DOSAGE PREPARATION (if unusual): Freshly formulated on the day of administration at a concentration of 200 mg/mL in vehicle (distilled water). The formulation container was magetically stirred continuously up to the end of the dose administration procedures. The test item formulation was used within 4 hours of preparation.

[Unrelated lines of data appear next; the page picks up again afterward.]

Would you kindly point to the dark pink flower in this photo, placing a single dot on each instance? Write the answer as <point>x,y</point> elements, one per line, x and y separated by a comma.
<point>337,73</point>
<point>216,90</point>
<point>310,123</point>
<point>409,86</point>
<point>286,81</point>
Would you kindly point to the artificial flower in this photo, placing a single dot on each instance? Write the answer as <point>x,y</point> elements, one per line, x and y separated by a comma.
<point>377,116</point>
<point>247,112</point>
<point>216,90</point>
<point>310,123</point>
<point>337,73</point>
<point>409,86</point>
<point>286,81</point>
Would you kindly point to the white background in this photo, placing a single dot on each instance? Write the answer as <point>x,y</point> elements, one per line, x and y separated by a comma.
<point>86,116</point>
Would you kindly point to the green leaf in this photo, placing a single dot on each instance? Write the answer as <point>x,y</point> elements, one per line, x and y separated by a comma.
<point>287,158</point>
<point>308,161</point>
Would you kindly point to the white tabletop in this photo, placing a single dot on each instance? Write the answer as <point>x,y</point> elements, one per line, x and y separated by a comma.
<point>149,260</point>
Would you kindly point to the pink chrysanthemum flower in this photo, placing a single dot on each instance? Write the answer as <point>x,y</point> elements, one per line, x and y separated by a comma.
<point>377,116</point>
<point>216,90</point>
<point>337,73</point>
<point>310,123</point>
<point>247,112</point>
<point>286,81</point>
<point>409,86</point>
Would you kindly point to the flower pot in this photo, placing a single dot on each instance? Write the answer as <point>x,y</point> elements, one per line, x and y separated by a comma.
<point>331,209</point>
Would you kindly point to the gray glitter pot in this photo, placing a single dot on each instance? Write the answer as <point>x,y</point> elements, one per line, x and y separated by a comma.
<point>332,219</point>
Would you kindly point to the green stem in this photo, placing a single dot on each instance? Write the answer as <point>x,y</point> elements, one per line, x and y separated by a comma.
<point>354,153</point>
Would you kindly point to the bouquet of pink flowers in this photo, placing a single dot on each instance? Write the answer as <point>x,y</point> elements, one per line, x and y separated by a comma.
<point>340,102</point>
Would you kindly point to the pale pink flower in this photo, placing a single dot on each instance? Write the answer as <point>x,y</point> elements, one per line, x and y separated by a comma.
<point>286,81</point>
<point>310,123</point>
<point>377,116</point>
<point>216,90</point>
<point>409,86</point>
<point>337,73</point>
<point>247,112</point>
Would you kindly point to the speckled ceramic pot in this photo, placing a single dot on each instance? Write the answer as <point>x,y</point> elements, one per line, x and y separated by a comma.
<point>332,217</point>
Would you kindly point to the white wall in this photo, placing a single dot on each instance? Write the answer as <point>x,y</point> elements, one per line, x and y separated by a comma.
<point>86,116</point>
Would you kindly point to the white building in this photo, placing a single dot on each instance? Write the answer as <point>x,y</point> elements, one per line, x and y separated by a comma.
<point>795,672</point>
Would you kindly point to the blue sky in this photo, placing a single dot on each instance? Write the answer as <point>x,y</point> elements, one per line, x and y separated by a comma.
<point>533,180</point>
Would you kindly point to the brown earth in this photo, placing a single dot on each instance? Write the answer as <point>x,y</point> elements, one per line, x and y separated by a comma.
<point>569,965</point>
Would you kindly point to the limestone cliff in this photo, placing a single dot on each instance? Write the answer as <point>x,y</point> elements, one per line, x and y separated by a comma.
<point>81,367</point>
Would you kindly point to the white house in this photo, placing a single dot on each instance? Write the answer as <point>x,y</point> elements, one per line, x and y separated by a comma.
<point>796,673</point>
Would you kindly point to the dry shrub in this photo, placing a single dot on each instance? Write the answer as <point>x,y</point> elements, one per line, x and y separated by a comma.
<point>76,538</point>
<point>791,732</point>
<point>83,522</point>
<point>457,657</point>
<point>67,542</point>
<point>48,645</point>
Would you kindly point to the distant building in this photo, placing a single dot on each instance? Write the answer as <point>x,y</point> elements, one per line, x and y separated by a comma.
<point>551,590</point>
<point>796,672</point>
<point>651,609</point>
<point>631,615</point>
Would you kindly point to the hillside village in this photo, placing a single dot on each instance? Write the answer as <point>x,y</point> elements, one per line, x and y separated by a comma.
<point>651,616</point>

CLASS METHOD (if applicable)
- Rationale for the selection of the starting dose: The initial dose level was selected by the Study Director to be that which is most likely to produce mortality in some of the dosed animals. In the lack of any preliminary toxicological information, 2000 mg/kg bw was selected to be the starting dose. Initially, three female animals were treated with the test item at a dose level of 2000 mg/kg bw. No mortality was observed, therefore a further 3 animals were treated at the dose level of 2000 mg/kg bw. As no mortality was observed in this second dose group, further testing was not required according to the test guidelines.
Doses:
2000 mg/kg bw
No. of animals per sex per dose:
3 females per group, 2 groups
Control animals:
no
Details on study design:
- Duration of observation period following administration: 14 days
- Frequency of observations and weighing:
*Clinical signs: Animals were observed individually after dosing at 30 minutes, then 1, 2, 3, 4 and 6 hours after dosing and daily for 14 consecutive days thereafter.
*Individual observations were performed on the skin, fur, eyes, mucous membranes, respiratory, circulatory, autonomic and central nervous system, somatomotor activity and behaviour pattern. Particular attention was directed to observation of tremors, convulsions, salivation, diarrhoea, lethargy, sleep and coma.
*Body weight: The body weight was recorded on the day before treatment (Day -1), on the day of the treatment (Day 0), weekly thereafter (Day 7) and at necropsy (Day 14).
- Necropsy of survivors performed: Yes. The animals were sacrificed by exsanguination under pentobarbital anaesthesia. All animals were subjected to necropsy and a macroscopic examination. After examination of the external appearance, the cranial, thoracic and abdominal cavities were opened and the appearance of the tissues and organs were observed. All gross macroscopic changes were recorded for each animal.
Statistics:
No statistical analysis was performed.

Results and discussion

Effect levels
Key result
Sex:
female
Dose descriptor:
LD50
Effect level:
> 2 000 mg/kg bw
Based on:
test mat.
Mortality:
The test item did not cause mortality at a dose level of 2000 mg/kg bw.
Clinical signs:
All animals were symptom-free during the observation period.
Body weight:
Body weight gains of treated animals during the study showed no indication of a test item-related effect.
Gross pathology:
There was no evidence of macroscopic changes at a dose level of 2000 mg/kg bw in any animal.
Other findings:
No additional information.

Applicant's summary and conclusion

Interpretation of results:
GHS criteria not met
Conclusions:
Under the conditions of the study, the acute oral LD50 value of yttrium trifluoride was found to be > 2000 mg/kg bw in female Crl:(WI) rats. According to these results, yttrium trifluoride needs not to be classified according to CLP criteria.